An end-to-end ETL pipeline to process Uber trip data, model it into a star schema, and load it into a data warehouse for analytics.
To enable business intelligence and data analysis on Uber trip data, a robust pipeline was needed to process raw data from various sources, transform it into a structured format, and load it into a central data warehouse.
To design and implement an ETL (Extract, Transform, Load) pipeline that:
- Extracts Uber trip data from a source.
- Transforms the raw data into a star schema dimensional model.
- Loads the transformed data into Google BigQuery.
- Allows for analytical queries on the processed data.
The dataset used is the TLC Trip Record Data, which contains information about taxi trips in New York City. The data includes fields like pickup and drop-off times and locations, trip distances, fares, payment types, and passenger counts. A sample of 100,000 records was used for this project.
The project follows a standard ETL workflow orchestrated by Mage:
- Extract: Data is extracted from a
.csvfile hosted on Google Cloud Storage. - Transform: The raw data is transformed using Python and Pandas into a Star Schema. This involves creating a central
fact_tableand six dimension tables (datetime_dim,passenger_count_dim, etc.). - Load: The transformed tables are loaded into Google BigQuery, making them available for analysis.

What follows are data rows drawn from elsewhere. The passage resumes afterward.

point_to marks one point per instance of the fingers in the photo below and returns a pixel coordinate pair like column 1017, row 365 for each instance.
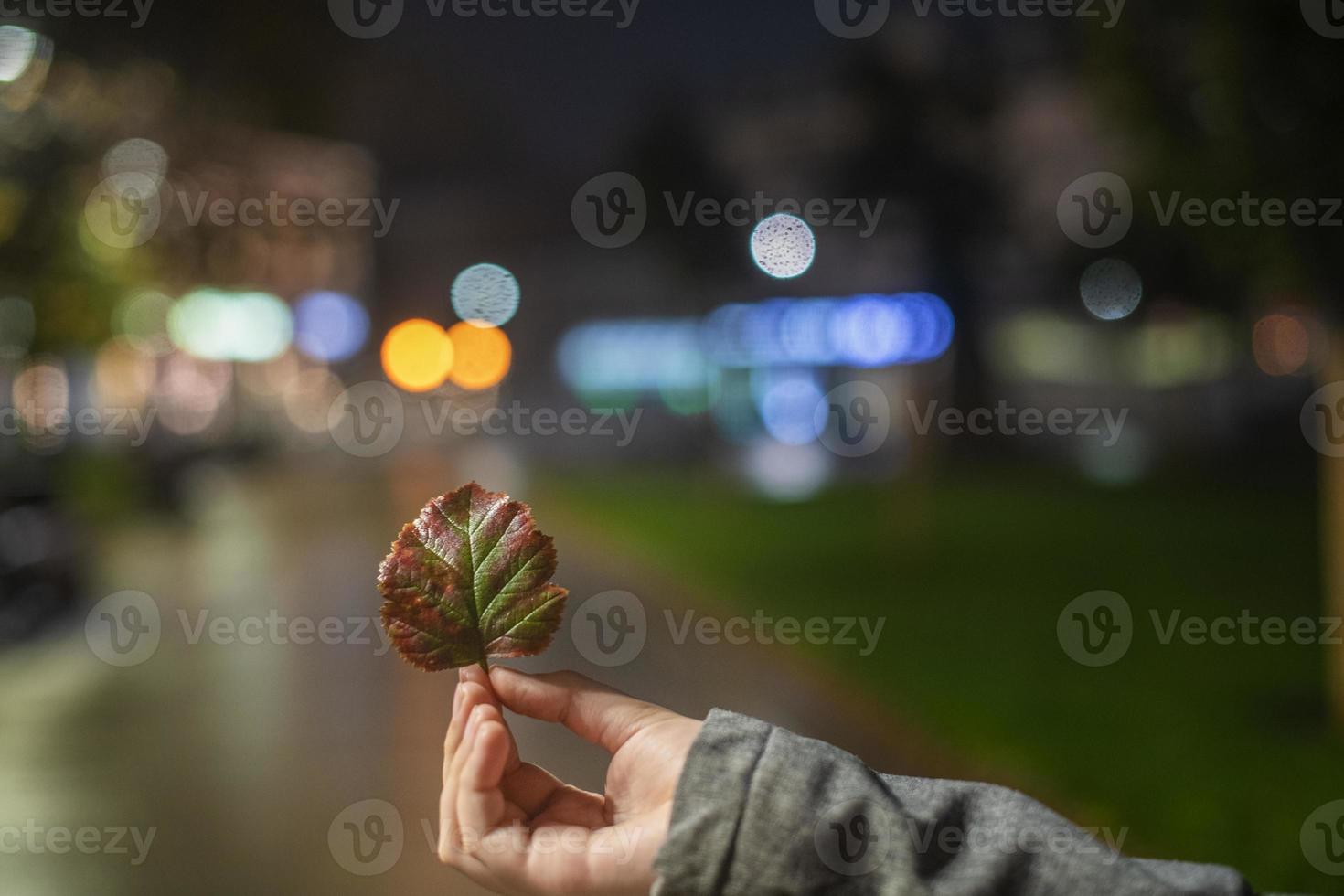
column 597, row 713
column 468, row 698
column 480, row 801
column 476, row 676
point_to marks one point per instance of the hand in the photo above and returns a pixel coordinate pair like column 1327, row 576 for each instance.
column 517, row 829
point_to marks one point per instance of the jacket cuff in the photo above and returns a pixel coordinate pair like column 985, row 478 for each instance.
column 711, row 798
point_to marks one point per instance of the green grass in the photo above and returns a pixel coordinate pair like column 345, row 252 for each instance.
column 1204, row 752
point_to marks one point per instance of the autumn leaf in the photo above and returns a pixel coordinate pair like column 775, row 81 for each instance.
column 468, row 579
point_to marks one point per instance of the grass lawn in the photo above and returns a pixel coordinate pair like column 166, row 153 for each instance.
column 1204, row 752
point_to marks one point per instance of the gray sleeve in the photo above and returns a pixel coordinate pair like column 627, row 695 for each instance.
column 761, row 810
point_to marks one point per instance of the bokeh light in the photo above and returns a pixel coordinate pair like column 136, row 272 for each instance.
column 481, row 355
column 788, row 473
column 329, row 326
column 40, row 395
column 190, row 394
column 485, row 294
column 788, row 407
column 218, row 325
column 417, row 355
column 136, row 156
column 143, row 318
column 123, row 375
column 784, row 246
column 1110, row 289
column 1281, row 344
column 17, row 48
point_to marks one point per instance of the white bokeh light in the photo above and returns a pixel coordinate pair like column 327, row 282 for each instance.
column 784, row 246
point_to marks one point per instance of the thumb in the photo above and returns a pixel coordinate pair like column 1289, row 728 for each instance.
column 594, row 712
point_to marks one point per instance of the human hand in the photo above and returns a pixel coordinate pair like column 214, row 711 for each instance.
column 517, row 829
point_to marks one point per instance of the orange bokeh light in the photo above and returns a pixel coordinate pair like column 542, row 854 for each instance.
column 1281, row 344
column 417, row 355
column 483, row 355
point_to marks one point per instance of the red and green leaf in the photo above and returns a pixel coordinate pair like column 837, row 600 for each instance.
column 468, row 579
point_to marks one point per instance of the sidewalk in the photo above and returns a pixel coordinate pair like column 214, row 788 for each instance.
column 256, row 762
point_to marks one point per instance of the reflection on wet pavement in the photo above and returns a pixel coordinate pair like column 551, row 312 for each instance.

- Analyze: A SQL query is run in BigQuery to join the tables and create a final denormalized analytics view.
- Total Trips Analyzed: 100,000
- Average Trip Distance: 3.03 miles
- Average Fare Amount: $13.25
- Programming Language: Python (with Pandas)
- Orchestration: https://github.com/SayanrupBarman/uber-data-engineering-pipeline/raw/refs/heads/main/proponent/uber-data-pipeline-engineering-3.1.zip
- Cloud Platform: Google Cloud Platform (GCP)
- Google Cloud Storage
- Google BigQuery
- Compute Instance
- Analytics: SQL
The project uses a star schema data model to organize the data for efficient querying and analysis.
This project successfully built a modern, scalable data engineering pipeline. The resulting data model in BigQuery allows analysts to easily query key business metrics. The choice of a star schema is well-suited for the analytical queries required by the business, demonstrating an understanding of data warehousing principles.